Bartley's Lofty WSJ Legacy

March 23, 2012 Topic: HealthDomestic Politics Blog Brand: The Buzz

Bartley's Lofty WSJ Legacy

Longtime readers of the Wall Street Journal’s editorial page will recall the educational mission the page set for itself going back at least to the 1970s. This mission was manifest in long, expository editorials designed not just to express an opinion or to argue it forcefully but rather to educate readers on the complexities of major issues.

In the 1970s, when the page was famously pioneering a serious exploration of supply-side economics (and a serious advocacy for supply-side tax policies), editor Robert Bartley produced a number of noteworthy editorials, covering the entire editorial space for a single piece that stepped back and explicated at length the arguments for why economic policies of that time weren’t working and why a tax-cutting regimen would serve the nation far more favorably.

Upon becoming president, Ronald Reagan embraced those arguments and instituted fiscal policies that reversed the economic malaise and set the nation upon a solid growth path with a dramatic reduction in inflation. Bartley deserves credit for devoting so much space to expository editorial writing that turned out to be sound.
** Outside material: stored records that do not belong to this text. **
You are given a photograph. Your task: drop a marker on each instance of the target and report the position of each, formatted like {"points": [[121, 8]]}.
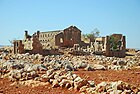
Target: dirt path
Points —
{"points": [[129, 76]]}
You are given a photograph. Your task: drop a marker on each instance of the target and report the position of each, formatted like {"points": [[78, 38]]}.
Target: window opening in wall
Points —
{"points": [[61, 40]]}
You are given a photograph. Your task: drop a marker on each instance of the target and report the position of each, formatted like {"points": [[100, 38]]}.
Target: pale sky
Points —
{"points": [[109, 16]]}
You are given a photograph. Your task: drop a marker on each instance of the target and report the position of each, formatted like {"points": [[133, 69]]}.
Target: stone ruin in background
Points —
{"points": [[113, 45], [51, 42]]}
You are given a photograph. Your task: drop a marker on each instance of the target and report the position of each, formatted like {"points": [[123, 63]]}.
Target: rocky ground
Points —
{"points": [[67, 74]]}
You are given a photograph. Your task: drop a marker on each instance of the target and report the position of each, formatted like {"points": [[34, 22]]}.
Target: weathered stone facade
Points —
{"points": [[41, 42], [114, 45]]}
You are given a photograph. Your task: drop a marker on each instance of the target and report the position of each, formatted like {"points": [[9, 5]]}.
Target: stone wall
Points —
{"points": [[72, 35], [18, 47], [119, 50]]}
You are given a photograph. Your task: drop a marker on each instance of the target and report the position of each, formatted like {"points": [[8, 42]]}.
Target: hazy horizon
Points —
{"points": [[109, 16]]}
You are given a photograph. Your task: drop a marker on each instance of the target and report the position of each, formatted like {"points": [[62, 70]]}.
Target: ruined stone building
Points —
{"points": [[41, 42], [49, 42], [113, 45]]}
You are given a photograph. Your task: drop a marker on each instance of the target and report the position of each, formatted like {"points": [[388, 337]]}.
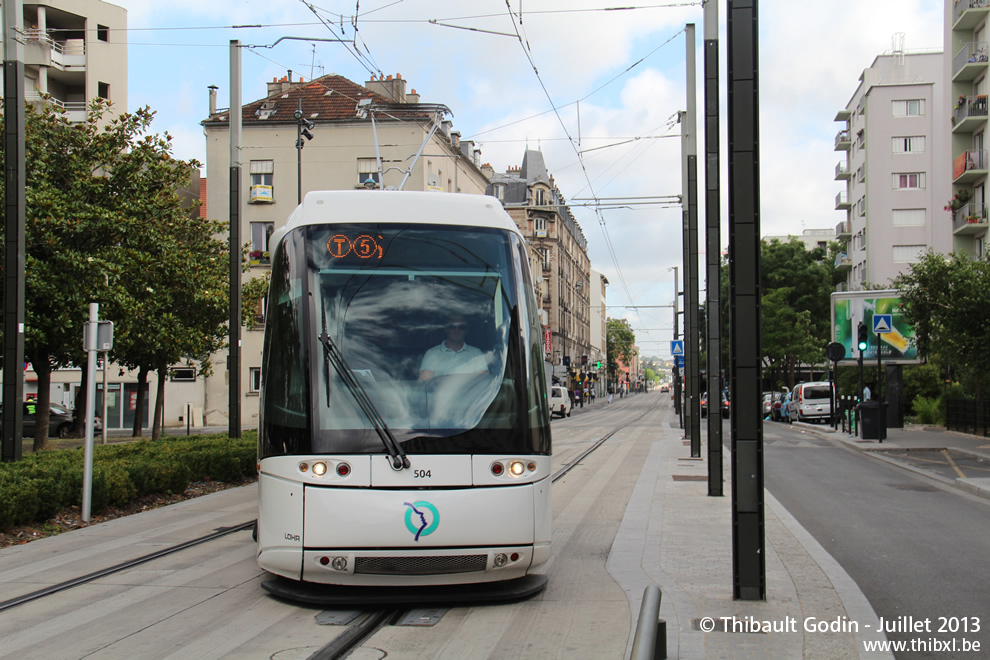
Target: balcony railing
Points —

And Bartley successor Paul Gigot deserves credit for Friday’s editorial entitled “Liberty and ObamaCare.” Like those editorials of old, this one takes up the entire editorial space and explores the constitutional ramifications of President Obama’s Patient Protection and Affordable Care Act, the subject of Supreme Court oral arguments this week.

In measured, concise and lucid prose, the editorial explores numerous old Supreme Court cases that bear on the question at hand. It offers a history of the Commerce Clause, used by ObamaCare defenders as their foundation stone. And it lays bare the stakes involved. “The stakes,” says the editorial, “are much larger than one law or one President. It is not an exaggeration to say that the Supreme Court’s answers may constitute a hinge in the history of American liberty and limited and enumerated government.”

One doesn’t have to agree with that appraisal to appreciate this kind of probing editorial writing. But in this instance the Journal seems to have it right. This is a very smart brand of polemical journalism.